The mystery of meningitis

It’s every paediatrician’s nightmare. A child arrives in the Emergency Department with a high fever, a rash whose spots don’t go white when you press them under a glass and who turns their head away from the light. The toddler was well until a few hours before and, from the parents’ story, things are going downhill fast. If you get the diagnosis wrong, the child could be dead within hours.

The safest assumption is that meningitis-causing bacteria are coursing though the patient’s bloodstream (septicaemia) and infecting the membranes (meninges) around the brain. The imperative is to get intravenous antibiotics into the child as soon as possible.

Several types of bacteria can cause meningitis but one of the most common is meningococcus. Meningococcal subtypes are identified by single letters, such as A, B, C and Y.

What has been concerning health authorities is the increase in cases of Meningococcus W or MenW.  In Britain eight years ago MenW represented only 1% of meningococcal disease; today it’s 25% and growing. In Australia the number of cases, while small, is also growing. Such is the concern that two states (Western Australia and New South Wales) have started offering immunisation to teenagers.

The anxiety is amplified because MenW affects older age groups, and meningitis is generally a disease doctors expect to see only in children or young adults. So clinicians’ antennae aren’t up when someone older comes into the surgery sick. MenW also doesn’t necessarily present as meningitis. It can cause infected joints, pneumonia and a dangerous condition called epiglottitis, where the flap that seals the upper airway when we swallow (the epiglottis) becomes inflamed and swollen and may suddenly and unpredictably block the airway completely. The death rate from MenW is 13% compared to about 5% for other subtypes. In South America, mortality can be as high as 28%.

The mystery is why MenW is spreading. One theory is the “niche hypothesis” – that meningococcus occupies an ecological niche, like sparrows in the city. If someone  came along and knocked off all the sparrows, common mynahs might take over the sparrows’ nooks and crannies. With meningococci, there are vaccines that target various subtypes. In Australia, for example, every infant receives MenC vaccine in their first year of life. MenC disease is thus now much rarer. So has MenW just muscled in to the vacancy?

It’s a possibility but there may be other factors operating. For instance, after MenC immunisation was introduced into Australia for some reason MenB also started to decline, whereas the niche hypothesis suggests it should have risen.

The spread of meningococcal subtypes is complex, poorly understood and not uniform around the world. In the United States there has been a rise in MenY, and no one is sure why. New Zealand has had a nasty form of MenB, and again no one knows why.

The annual Hajj pilgrimage to Mecca where massive numbers of people from all over the world congregate, mix, then go back home has, in the past, been implicated in MenW spread.

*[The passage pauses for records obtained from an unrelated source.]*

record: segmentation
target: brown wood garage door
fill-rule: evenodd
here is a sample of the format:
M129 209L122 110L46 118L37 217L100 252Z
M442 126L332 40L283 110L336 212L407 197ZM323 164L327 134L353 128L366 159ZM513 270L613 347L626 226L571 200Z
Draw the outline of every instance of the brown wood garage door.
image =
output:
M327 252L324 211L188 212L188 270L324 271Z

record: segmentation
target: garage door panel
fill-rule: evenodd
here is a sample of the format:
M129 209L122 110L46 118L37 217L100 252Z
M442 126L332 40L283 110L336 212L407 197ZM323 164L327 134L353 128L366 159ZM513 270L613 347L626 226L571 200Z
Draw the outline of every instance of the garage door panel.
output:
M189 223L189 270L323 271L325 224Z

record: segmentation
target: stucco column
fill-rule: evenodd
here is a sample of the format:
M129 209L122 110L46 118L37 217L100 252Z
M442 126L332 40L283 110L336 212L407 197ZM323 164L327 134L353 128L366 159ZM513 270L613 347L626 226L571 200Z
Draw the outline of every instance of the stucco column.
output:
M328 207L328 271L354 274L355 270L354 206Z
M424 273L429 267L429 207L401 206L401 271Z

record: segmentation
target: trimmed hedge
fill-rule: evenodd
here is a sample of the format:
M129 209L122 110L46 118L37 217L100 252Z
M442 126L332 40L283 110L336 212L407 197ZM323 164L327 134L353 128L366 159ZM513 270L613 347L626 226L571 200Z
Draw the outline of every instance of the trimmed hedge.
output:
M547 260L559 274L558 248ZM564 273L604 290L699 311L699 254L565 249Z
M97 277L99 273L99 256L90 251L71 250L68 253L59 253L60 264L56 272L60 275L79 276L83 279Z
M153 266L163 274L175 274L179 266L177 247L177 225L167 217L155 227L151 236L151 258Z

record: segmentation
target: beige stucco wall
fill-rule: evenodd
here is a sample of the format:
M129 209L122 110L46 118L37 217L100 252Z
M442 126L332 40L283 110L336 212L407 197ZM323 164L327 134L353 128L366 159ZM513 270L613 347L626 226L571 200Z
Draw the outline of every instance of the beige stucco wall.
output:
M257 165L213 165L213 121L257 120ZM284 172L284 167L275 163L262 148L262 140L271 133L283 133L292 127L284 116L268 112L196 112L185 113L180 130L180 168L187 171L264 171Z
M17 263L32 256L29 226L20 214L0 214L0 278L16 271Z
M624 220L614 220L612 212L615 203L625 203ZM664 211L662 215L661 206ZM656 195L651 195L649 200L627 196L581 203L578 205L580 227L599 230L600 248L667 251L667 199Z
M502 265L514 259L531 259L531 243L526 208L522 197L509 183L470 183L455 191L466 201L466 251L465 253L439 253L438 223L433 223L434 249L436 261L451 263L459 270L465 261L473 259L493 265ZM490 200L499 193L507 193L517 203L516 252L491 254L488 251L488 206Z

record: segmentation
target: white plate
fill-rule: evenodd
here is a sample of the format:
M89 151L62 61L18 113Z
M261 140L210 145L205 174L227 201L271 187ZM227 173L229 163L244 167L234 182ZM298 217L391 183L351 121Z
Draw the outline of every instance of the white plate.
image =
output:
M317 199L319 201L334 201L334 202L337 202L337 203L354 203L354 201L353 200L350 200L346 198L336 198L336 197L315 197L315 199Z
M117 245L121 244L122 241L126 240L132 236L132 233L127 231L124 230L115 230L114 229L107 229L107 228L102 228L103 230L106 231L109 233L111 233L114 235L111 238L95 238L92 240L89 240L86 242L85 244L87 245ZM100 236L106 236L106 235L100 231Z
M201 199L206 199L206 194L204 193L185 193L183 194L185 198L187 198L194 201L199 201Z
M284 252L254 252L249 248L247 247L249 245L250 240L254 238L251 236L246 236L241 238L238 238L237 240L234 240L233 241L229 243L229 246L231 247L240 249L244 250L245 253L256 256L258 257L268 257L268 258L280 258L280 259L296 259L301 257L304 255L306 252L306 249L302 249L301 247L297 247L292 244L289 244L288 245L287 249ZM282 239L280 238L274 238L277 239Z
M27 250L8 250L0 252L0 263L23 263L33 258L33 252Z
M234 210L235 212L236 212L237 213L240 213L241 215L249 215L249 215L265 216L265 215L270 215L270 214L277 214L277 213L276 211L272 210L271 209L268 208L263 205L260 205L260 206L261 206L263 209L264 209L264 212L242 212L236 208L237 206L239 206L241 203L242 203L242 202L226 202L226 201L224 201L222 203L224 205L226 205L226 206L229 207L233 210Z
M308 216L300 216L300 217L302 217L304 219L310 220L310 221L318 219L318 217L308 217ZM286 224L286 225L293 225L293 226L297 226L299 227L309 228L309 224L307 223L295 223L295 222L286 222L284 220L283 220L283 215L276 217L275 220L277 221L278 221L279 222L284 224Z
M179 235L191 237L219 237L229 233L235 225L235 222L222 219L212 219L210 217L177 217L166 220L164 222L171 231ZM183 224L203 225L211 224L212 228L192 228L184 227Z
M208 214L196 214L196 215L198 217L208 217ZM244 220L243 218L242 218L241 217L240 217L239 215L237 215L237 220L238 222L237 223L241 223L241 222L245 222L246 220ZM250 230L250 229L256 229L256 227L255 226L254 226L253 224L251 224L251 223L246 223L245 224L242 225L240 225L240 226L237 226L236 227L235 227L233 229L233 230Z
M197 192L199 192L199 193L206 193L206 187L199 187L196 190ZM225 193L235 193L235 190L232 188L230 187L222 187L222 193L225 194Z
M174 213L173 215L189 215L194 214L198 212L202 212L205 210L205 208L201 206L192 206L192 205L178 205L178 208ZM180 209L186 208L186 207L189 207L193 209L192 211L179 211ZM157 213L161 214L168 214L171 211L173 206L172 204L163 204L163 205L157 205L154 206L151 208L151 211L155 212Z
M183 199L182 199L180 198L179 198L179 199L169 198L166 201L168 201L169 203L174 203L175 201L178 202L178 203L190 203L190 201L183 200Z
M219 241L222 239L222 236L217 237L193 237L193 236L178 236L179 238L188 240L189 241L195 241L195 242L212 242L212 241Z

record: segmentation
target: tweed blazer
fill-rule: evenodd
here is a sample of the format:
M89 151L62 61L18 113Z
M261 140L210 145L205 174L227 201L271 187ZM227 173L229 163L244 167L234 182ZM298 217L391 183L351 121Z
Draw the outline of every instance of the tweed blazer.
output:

Given the mystery, the main strategy to control meningococcal disease is immunisation. The two most common age groups affected by the bacteria are the under fives and teenagers, many of whom will carry meningococci in their noses without coming down with the disease. Why some people are carriers while others fall sick is another puzzle, probably answered by a combination of good health and good genes.

The death rate from MENW is 13% compared to about 5% for other subtypes. In south america, mortality can be as high as 28%.

With MenC the policy is to get in early and vaccinate infants. With MenW, given the older age groups affected, and the need to get good coverage quickly countries like Britain and Australia have opted to focus on teenagers.

Is there anything the rest of us can do? Meningococcal disease is rare in wealthier nations, so panic or fear are not useful responses. Doctors need to be vigilant and make the diagnosis as early as possible so that the person can be treated effectively and families and close contacts can be protected with prophylactic antibiotics.